THE IMPORTANCE OF MEMORY

The memories we all carry are critically important in determining our emotional wellness. Emotionally impactful memories – both positive and negative – are the ones most likely to be retained long term, and the most important. This importance can be summed up as:

Much of who we are is dictated by the sum of our memories;

Those memories shape us in terms of personality and worldview, to what we aspire, and how we think of and relate to others.

It follows then that emotionally negative memories can shape a frightened, distrustful, cynical worldview and relationships with others. Likewise, positive memories have the power to influence the opposite. And while we cannot forget the negative we can take charge of creating offsetting, positive memories.

Making Positive Memories

Consciously maintaining healthy perspective is one of the most valuable skills emotionally healthy people practice. Another is actively seeking experiences that create positive memories to offset the negative in order to create balance.

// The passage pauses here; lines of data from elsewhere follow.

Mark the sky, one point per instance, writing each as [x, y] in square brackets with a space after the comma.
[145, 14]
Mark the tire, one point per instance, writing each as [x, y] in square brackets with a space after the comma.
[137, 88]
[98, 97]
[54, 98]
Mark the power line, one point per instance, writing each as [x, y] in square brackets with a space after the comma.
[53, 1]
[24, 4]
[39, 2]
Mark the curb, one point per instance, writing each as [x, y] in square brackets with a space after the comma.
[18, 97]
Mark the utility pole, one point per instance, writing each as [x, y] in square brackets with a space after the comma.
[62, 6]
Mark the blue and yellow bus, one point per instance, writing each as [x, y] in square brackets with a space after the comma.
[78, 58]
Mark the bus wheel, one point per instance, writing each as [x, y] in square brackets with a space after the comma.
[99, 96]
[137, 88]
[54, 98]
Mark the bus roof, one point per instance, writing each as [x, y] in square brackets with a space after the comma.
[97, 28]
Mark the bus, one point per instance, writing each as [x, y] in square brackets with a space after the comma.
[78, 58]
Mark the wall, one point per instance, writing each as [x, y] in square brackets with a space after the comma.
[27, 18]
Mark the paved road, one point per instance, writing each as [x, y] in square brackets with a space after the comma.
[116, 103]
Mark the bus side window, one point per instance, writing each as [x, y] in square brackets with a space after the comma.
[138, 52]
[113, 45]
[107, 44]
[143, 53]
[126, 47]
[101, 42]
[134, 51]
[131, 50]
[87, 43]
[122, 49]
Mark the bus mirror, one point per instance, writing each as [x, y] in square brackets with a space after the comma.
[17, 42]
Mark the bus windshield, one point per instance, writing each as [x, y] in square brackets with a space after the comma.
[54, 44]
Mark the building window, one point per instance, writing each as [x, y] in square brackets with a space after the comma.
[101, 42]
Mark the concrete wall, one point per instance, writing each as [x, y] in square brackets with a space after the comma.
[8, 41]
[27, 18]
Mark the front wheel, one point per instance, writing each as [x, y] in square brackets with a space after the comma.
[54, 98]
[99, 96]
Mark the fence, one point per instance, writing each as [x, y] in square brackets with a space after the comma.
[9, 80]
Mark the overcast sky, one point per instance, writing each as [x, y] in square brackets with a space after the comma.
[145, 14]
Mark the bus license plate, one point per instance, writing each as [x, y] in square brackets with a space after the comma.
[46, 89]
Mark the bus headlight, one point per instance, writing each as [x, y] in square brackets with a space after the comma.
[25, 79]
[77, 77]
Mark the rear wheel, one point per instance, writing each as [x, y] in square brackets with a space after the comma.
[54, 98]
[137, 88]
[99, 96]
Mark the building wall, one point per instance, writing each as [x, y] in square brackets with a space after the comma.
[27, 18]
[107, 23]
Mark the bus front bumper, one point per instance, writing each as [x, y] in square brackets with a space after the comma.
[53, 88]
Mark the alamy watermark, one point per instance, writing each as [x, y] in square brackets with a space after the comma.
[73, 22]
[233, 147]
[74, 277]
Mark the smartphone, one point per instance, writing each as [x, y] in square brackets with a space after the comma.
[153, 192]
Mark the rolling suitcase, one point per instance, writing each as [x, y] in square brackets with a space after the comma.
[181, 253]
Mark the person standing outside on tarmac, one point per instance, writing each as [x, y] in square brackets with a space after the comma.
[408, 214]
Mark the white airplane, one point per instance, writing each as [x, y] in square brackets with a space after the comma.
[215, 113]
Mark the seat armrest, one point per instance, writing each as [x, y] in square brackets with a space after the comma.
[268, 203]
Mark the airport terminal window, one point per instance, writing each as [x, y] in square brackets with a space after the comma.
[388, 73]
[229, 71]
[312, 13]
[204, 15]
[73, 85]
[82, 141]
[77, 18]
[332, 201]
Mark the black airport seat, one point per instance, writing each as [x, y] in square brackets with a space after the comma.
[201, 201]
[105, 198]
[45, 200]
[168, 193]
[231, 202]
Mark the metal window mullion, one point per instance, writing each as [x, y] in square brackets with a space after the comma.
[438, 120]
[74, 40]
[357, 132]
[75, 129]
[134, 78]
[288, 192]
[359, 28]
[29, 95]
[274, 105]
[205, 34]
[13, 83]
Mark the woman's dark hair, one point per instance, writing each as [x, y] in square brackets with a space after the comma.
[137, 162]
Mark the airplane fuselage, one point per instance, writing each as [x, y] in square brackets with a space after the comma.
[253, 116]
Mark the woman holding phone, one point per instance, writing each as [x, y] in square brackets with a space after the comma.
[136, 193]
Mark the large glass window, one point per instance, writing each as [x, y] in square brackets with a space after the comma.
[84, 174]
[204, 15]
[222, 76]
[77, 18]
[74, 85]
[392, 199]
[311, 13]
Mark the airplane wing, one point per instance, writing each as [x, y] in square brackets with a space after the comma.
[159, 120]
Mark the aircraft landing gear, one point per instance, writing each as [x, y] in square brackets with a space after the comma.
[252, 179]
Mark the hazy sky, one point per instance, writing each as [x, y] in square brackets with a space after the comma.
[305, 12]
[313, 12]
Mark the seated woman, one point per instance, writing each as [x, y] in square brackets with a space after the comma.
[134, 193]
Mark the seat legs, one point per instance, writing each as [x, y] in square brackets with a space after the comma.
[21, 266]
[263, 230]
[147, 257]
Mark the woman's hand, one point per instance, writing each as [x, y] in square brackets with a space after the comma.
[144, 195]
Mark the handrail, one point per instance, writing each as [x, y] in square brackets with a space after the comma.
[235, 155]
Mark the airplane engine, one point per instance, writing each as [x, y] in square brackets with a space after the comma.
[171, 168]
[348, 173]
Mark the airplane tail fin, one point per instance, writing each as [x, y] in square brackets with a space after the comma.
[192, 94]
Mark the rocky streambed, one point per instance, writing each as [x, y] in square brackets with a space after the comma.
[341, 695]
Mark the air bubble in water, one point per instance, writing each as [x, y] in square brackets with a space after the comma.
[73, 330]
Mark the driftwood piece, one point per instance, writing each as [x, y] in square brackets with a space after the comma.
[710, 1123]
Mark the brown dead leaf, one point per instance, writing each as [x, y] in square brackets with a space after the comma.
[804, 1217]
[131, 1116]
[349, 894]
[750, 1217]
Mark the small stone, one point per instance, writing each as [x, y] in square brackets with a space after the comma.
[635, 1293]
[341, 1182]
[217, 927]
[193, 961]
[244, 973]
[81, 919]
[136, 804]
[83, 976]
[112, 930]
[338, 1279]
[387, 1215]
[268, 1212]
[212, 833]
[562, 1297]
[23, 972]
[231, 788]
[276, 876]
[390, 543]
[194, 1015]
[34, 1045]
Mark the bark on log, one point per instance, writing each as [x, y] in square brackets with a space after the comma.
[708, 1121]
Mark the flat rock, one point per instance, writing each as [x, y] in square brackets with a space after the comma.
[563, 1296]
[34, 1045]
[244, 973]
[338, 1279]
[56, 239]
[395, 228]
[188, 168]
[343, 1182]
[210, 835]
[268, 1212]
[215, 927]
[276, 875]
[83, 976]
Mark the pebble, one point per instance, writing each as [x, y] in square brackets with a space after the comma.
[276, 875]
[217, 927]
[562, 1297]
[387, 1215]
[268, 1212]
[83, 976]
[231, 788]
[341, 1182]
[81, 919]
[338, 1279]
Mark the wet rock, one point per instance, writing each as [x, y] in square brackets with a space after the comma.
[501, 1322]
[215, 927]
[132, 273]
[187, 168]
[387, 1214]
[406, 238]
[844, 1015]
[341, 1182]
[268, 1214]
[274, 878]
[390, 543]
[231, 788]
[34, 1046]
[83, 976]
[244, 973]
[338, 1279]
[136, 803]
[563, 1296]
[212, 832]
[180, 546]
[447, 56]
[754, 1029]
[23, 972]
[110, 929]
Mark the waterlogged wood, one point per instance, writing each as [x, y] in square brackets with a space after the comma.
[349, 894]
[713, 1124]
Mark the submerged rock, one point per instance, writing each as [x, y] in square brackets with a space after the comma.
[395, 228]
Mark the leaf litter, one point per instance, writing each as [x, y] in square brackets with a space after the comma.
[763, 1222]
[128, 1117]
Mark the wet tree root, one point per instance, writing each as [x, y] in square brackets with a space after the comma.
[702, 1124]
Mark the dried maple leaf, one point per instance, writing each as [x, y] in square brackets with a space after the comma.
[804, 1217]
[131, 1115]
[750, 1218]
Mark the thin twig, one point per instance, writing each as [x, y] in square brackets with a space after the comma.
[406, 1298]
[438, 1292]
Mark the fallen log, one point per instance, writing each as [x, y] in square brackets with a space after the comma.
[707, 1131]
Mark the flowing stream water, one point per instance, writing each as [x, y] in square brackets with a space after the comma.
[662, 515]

Negative emotional memories form naturally and without being sought out; traumatic events, poor treatment by or conflict with others, and run-of-the-mill frustrations in our personal and professional lives are inevitable and lead to negative emotional memories. To offset them we have to be deliberate in seeking out positive emotional memories, being mindful of our present in order not to lose the experiences we have, and practice reframing the meaning and impact of negative experiences. Let’s look at each of these three things in detail:

  1. Create Positive Emotional Memories
    Our memories of negative events are easily made and tend to stick around, so much so we begin to isolate, expect the worst, and obsess over all that is wrong to the exclusion of even looking for that which is good. It is critical to break this self-destructive habit. Instead, seek out experiences that are fun, unique, and novel.

Maximize your time with friends and family, travel, take up new hobbies and dust off old ones. Volunteer, coach kids, or moonlight in a job different from your primary with interesting people you wouldn’t normally meet or work with. Take a class or even work toward a degree or certification, or maybe teach something yourself if you have skills or knowledge others would want to learn.

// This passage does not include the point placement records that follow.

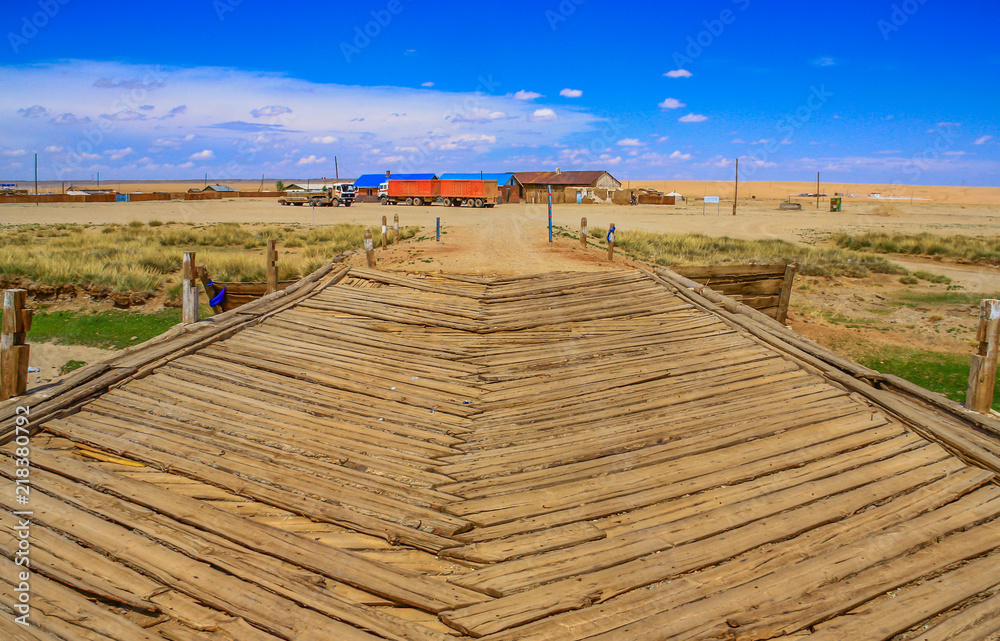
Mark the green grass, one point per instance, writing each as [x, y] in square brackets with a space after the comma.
[140, 258]
[976, 249]
[71, 366]
[941, 372]
[691, 249]
[108, 330]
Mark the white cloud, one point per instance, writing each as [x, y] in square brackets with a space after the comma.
[124, 115]
[271, 111]
[479, 115]
[311, 159]
[118, 154]
[35, 111]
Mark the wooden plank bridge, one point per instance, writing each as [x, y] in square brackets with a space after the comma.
[608, 455]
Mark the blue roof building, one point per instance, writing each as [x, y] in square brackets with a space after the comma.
[372, 181]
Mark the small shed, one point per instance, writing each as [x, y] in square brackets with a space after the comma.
[536, 183]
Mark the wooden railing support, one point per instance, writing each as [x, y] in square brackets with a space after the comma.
[190, 289]
[13, 349]
[272, 267]
[786, 292]
[983, 370]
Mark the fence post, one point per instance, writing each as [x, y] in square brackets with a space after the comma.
[210, 289]
[13, 350]
[190, 292]
[369, 248]
[983, 369]
[786, 292]
[272, 267]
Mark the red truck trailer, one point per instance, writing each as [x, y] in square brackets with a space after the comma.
[455, 193]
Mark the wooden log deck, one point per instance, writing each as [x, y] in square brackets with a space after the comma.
[610, 455]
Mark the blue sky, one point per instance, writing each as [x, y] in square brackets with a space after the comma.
[869, 92]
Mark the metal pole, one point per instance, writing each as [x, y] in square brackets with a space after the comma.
[736, 190]
[550, 213]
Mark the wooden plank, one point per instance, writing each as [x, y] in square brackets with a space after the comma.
[535, 603]
[402, 587]
[527, 544]
[675, 601]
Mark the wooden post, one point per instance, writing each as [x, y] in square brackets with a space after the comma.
[983, 370]
[210, 289]
[13, 350]
[190, 290]
[370, 248]
[272, 267]
[786, 292]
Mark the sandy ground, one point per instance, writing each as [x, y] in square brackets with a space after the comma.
[691, 188]
[513, 239]
[50, 358]
[756, 219]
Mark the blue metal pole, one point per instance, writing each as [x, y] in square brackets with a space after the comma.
[550, 213]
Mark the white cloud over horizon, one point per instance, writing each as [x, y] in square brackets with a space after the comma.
[254, 121]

The point is to go out and create positive emotional memories rather than wait for them to find you.

  1. Be Mindful of Your Present
    Mindfulness is “the practice of maintaining a nonjudgmental state of heightened or complete awareness of one’s thoughts, emotions, or experiences on a moment-to-moment basis” (Merriam-Webster). Though commonly associated with yoga and meditation, you need not be an experienced yogi or limit it to dedicated meditation time.

By practicing mindfulness you learn to lose the noise of what has happened (and how it affected you) and what will happen (and the distraction that carries) and focus on the present, appreciating the moment you are in. And, true, sometimes that moment sucks, but sometimes it is awesome. The problem with constantly focusing on the regrets and frustration of the past and worries about the future is we miss the great, funny, fascinating, and heartening things occurring right now.

  1. Reframe Meaning and Impact of Negative Experiences
    Finding silver linings is a challenging skill to learn, but mastery of it is its own reward. That is not to say you should wallow in a bad situation or accept the unacceptable if you have power to change it, but learning to seek meaning or lessons is a gift you can give yourself.

We all have the power to take responsibility for managing the memories we make and how we allow them to impact us.